Before joining the De Blasio administration, Hinton published a farewell column in The Huffington Post again outlining the legal findings against Chevron and thanking those on the team who have stood up to the company's intimidation campaign.

"Seven years ago this month, I traveled to Ecuador's rainforest to learn about one of the world's largest environmental oil disasters," Hinton wrote in the farewell column. "It was a life-changing trip.

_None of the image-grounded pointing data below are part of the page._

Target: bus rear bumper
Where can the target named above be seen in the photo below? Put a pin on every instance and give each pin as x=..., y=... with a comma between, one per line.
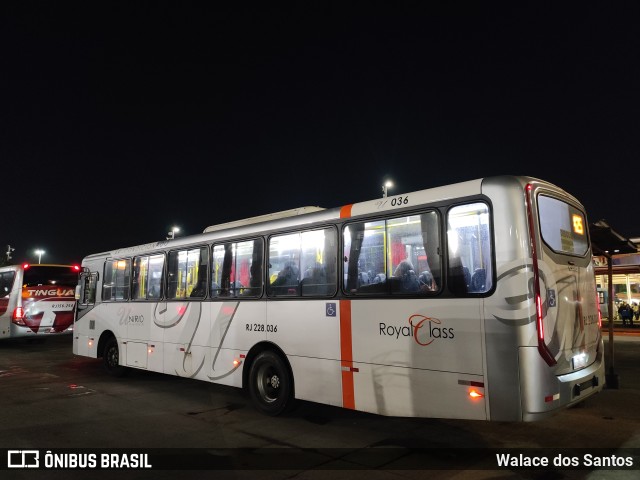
x=546, y=394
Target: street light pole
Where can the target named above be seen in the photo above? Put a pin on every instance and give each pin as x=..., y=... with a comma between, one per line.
x=388, y=184
x=172, y=234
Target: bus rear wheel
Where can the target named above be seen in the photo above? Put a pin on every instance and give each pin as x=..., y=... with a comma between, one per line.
x=270, y=384
x=111, y=358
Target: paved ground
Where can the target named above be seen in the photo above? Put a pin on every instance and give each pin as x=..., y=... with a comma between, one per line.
x=51, y=399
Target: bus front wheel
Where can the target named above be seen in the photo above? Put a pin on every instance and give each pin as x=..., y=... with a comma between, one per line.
x=111, y=358
x=270, y=384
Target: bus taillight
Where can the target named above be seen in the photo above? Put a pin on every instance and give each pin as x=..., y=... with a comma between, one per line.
x=17, y=316
x=599, y=311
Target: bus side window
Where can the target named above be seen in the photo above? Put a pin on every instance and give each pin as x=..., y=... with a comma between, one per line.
x=469, y=249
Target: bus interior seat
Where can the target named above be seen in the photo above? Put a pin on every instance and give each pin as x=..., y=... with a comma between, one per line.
x=478, y=280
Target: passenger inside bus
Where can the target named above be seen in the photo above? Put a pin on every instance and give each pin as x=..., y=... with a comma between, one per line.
x=286, y=283
x=408, y=280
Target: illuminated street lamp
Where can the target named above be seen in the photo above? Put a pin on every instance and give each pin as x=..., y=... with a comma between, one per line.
x=172, y=234
x=388, y=184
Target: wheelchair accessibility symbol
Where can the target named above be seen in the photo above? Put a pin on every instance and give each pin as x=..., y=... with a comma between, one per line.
x=551, y=297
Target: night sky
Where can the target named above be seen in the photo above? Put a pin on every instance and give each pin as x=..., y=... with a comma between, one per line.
x=122, y=119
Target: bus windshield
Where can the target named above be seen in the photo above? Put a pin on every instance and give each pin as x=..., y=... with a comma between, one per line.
x=36, y=275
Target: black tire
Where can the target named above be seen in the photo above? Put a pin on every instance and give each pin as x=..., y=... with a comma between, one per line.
x=271, y=384
x=111, y=358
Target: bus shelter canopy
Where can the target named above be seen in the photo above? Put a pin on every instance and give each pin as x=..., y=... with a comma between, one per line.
x=606, y=241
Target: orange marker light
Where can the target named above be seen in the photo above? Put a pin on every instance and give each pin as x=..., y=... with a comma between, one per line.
x=473, y=393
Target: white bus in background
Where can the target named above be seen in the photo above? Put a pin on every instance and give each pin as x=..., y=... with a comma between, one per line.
x=37, y=300
x=475, y=301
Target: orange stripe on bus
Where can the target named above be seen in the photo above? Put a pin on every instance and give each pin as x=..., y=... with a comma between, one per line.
x=345, y=212
x=346, y=353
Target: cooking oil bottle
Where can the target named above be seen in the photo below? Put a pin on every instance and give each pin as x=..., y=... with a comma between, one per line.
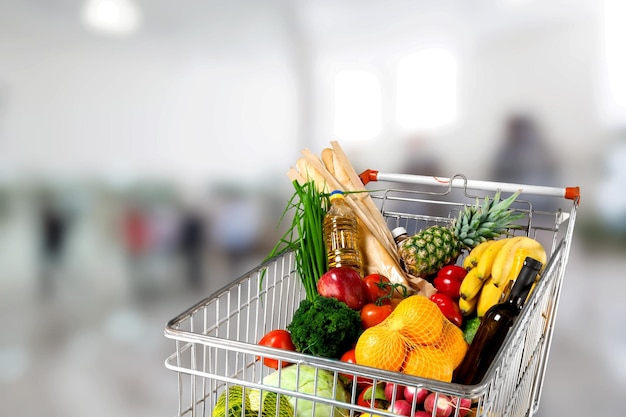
x=341, y=234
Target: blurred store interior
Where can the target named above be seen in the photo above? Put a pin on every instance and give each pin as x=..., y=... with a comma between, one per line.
x=144, y=146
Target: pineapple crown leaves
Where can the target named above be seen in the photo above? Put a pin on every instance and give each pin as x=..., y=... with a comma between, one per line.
x=485, y=221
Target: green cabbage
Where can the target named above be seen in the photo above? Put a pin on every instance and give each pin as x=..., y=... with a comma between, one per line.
x=271, y=405
x=306, y=375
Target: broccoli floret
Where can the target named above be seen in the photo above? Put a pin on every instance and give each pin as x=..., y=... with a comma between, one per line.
x=324, y=327
x=470, y=327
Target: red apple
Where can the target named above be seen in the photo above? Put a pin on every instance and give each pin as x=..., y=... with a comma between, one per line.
x=344, y=284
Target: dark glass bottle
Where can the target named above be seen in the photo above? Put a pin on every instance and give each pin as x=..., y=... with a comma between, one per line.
x=494, y=327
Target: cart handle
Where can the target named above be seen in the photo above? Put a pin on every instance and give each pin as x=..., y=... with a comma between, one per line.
x=570, y=193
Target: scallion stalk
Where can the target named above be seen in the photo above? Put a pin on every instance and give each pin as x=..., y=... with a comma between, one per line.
x=305, y=235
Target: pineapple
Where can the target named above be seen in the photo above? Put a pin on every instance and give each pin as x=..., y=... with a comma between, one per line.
x=429, y=250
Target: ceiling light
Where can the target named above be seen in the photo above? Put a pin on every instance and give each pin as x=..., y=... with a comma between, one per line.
x=115, y=17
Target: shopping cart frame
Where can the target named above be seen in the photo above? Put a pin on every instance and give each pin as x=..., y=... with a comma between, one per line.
x=215, y=340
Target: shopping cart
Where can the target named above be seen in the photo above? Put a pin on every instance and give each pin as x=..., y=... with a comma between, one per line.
x=216, y=339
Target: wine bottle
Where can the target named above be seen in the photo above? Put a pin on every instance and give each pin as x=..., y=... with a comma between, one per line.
x=494, y=327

"I wish I were a good enough writer to describe the experience and do it justice," she added. "Words and pictures are all that I have ever had to fight Chevron's efforts to deny justice to the 30,000 or so people forced to live with five decades of extremely toxic oil contamination left by Texaco's exploration."

In reference to Chevron CEO John Watson and General Counsel R. Hewitt Pate, Hinton offered a challenge: "Will they help? Or, will they become known as the two men who spent at least $1 billion in legal fees to block assistance to the poorest and most disenfranchised people in Ecuador?"